The AIA is jurisdictional, which means it concerns whether the Supreme Court even has the power to review the constitutionality of the individual mandate. The Court must decide the AIA issue before anything else, because if it applies, the Court has no authority to strike or uphold the mandate.

Why does the AIA matter? Supporters of Obamacare often justify the constitutionality of the individual mandate based on Congress' nearly unquestioned power to tax. Yet ironically, the Obama Administration cannot argue the penalty is a tax supported by the taxing power. To do so runs smack into the AIA bar.

In a perfect demonstration of "strange bedfellows," both Obama's Justice Department and the challengers to the mandate have joined forces before the Supreme Court to argue that the AIA does not apply. Because they've aligned, the Court has appointed veteran legal counsel to argue the opposing view that the AIA does apply.

If the Court holds that the penalty equates to a tax, no legal challenge can be heard until after someone pays the penalty in 2015. Rather than wait until then, both the Administration and health reform's challengers seek a ruling now on whether the mandate is constitutional under Congress' "commerce" and "necessary and proper" powers, as discussed in Part I. But, by seeking a ruling in 2012, the Administration forgoes another constitutional support for the mandate's penalty -- Congress' taxing power.

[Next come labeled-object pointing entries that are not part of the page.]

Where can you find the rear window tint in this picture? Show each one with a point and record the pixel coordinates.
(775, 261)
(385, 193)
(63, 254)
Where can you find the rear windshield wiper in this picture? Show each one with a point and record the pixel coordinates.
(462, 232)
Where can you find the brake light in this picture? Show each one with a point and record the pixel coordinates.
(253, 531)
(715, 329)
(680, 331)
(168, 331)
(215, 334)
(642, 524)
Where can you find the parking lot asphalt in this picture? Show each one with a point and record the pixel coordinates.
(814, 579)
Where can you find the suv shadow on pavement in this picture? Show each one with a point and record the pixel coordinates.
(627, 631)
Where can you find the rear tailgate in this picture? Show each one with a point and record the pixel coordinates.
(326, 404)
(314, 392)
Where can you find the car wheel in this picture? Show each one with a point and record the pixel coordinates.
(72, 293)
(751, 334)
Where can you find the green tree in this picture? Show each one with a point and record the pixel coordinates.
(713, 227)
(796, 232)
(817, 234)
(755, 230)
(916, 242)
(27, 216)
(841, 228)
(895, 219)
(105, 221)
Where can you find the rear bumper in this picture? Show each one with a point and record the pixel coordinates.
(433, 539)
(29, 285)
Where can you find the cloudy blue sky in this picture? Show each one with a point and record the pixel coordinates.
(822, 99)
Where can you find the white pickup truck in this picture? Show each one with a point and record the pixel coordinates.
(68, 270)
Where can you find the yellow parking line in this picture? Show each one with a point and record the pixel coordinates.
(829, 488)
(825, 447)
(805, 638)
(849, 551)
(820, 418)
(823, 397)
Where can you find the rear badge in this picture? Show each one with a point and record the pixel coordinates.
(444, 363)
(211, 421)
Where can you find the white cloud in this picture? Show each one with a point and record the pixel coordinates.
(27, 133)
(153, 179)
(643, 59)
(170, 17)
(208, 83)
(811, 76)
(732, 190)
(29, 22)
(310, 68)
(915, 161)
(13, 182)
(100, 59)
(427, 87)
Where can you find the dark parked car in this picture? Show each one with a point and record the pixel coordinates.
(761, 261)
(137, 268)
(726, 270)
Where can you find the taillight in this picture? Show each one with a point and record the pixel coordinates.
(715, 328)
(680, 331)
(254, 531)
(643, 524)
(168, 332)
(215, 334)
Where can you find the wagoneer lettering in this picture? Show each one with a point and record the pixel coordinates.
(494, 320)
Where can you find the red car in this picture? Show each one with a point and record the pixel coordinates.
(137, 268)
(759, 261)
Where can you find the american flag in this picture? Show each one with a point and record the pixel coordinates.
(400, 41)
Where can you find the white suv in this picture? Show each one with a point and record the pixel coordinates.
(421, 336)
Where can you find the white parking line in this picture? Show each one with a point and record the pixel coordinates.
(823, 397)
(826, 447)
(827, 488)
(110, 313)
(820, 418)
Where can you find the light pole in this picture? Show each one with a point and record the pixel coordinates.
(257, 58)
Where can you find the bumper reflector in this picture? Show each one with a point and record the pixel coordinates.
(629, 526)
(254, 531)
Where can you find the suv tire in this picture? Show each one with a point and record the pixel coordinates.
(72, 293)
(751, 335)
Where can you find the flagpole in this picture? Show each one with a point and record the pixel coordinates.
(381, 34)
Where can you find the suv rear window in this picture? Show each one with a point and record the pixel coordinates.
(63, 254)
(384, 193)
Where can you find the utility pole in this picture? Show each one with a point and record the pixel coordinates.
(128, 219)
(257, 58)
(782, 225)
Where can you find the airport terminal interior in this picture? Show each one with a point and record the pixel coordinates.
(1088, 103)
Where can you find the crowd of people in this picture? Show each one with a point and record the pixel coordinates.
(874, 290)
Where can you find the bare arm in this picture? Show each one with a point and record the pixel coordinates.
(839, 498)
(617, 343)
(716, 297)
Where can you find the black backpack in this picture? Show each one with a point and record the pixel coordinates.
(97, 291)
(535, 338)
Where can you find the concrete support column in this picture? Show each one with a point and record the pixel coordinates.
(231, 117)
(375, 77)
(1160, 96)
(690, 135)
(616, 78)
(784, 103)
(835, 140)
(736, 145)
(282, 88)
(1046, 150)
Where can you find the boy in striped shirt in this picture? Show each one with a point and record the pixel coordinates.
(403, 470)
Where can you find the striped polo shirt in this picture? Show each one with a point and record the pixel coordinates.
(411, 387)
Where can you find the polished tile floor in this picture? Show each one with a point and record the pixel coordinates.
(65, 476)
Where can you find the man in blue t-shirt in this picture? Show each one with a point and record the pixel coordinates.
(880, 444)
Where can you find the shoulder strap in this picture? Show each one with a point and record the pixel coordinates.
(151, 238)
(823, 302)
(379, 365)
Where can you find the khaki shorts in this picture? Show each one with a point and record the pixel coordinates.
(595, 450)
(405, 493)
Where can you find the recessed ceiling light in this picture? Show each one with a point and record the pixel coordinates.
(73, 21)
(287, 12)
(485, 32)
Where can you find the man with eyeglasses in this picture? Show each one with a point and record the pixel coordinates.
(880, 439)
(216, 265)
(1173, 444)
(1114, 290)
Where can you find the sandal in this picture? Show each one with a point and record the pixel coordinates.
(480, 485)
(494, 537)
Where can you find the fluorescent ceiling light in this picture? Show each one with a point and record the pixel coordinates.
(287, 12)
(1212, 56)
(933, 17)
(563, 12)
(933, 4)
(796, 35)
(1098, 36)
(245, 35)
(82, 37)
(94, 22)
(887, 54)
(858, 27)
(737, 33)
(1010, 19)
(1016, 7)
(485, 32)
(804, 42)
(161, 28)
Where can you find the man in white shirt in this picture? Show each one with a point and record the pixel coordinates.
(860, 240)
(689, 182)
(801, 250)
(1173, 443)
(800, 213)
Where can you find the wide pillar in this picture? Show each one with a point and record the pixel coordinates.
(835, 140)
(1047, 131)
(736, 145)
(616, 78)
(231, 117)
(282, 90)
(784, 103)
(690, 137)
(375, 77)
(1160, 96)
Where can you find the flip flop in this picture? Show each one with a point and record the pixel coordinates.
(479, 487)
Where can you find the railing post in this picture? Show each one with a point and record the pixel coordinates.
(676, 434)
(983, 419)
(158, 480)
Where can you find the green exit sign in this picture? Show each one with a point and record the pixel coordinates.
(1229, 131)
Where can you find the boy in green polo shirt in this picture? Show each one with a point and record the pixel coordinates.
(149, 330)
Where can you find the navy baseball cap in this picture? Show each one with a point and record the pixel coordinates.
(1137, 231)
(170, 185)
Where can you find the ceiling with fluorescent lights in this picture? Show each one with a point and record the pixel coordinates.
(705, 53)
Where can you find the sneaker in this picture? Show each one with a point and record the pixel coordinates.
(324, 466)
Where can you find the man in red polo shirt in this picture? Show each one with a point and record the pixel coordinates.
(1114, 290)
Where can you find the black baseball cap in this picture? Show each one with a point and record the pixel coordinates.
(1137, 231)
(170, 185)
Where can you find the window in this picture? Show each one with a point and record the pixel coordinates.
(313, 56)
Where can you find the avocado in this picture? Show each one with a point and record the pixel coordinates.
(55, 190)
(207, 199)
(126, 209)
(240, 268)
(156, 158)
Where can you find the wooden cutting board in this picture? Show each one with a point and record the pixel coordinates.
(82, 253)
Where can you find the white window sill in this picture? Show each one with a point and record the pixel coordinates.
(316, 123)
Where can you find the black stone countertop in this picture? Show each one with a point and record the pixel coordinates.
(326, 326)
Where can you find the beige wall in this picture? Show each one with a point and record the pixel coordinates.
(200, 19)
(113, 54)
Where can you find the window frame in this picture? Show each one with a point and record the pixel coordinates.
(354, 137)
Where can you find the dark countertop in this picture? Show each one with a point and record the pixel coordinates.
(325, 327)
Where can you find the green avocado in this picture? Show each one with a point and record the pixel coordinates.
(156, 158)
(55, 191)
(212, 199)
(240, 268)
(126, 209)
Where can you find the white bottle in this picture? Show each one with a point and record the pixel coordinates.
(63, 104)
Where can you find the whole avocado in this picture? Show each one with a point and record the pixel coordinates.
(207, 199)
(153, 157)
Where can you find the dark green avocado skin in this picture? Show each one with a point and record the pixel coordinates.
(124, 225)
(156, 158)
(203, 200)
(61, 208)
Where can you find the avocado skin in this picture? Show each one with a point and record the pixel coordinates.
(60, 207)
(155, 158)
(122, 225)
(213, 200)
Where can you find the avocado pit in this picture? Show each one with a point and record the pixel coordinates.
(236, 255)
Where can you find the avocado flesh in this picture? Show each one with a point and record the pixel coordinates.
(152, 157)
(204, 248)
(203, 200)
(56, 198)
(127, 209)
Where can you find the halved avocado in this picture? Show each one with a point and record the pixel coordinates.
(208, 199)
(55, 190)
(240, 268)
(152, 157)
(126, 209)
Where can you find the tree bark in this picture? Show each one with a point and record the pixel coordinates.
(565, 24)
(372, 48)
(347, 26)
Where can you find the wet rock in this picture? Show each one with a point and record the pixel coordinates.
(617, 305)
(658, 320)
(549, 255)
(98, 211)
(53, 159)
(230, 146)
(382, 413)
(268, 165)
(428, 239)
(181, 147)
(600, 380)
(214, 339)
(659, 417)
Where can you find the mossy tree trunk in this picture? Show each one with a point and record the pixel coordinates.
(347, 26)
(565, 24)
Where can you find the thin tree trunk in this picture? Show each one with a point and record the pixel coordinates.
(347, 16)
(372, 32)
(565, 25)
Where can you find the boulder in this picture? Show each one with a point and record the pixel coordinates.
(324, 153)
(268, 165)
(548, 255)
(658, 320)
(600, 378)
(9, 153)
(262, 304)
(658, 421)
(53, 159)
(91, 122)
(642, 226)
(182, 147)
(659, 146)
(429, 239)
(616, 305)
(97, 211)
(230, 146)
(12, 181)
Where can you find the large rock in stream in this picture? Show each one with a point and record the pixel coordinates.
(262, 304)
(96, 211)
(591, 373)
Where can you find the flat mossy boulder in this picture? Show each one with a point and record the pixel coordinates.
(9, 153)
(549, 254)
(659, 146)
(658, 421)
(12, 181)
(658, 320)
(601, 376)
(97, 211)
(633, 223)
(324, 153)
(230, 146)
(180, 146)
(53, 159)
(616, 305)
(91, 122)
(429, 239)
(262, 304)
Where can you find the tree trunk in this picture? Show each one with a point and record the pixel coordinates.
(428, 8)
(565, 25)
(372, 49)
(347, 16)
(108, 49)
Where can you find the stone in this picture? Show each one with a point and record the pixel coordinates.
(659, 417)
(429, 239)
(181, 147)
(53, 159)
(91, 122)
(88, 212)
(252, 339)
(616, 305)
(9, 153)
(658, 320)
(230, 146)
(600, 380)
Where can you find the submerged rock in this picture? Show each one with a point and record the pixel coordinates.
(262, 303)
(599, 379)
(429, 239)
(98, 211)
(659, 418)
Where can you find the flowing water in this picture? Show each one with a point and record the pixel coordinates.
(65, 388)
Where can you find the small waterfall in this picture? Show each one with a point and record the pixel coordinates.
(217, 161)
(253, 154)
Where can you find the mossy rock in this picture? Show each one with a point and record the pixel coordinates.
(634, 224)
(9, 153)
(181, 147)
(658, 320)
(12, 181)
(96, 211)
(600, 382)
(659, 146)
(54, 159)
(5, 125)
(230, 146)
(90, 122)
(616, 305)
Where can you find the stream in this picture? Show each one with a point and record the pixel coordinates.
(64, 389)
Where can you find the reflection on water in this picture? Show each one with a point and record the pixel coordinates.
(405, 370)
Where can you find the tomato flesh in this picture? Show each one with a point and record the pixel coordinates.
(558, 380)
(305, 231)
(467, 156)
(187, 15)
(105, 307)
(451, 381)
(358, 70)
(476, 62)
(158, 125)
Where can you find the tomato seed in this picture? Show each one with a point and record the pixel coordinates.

So, is the penalty a "tax" that bars review? The health reform act charges the IRS with "assessing and collecting" the mandate's penalty. Arguably:

  • The penalty is not a tax because Congress did not arm the IRS with every available tax enforcement tool to collect it. (The IRS' primary enforcement of the penalty will be withholding from individual tax refunds.)
  • The penalty is a tax because the statute's text plainly refers to it as being "assessed and collected" by the IRS, like any other tax penalty.

Which argument will win is difficult to predict, but the Court's nine Justices have repeatedly expressed a penchant for strict reading of simple statutory text.

The Court has also interpreted the AIA very broadly, holding in three cases, Bob Jones Univ. v. Simon, Alexander v. Americans United, and U.S. v. American Friends Serv. Committee, that the AIA bars suits related in any way to a tax-related matter until payment of the tax is made.

For this reason, both sides had better brace themselves: the AIA could very well become a formidable barrier to a constitutional review of the mandate at all (or at least until 2015).

And, if the AIA does bar review, health care reform will proceed on schedule toward full implementation by 2015. If the mandate is challenged again then, its attackers could find it much harder to dislodge. According to some, a bar to Supreme Court review in 2012 might be a "good solution" in a politically charged election year. Overall, therefore, Obamacare appears to be facing fair skies, despite a few clouds in the distance.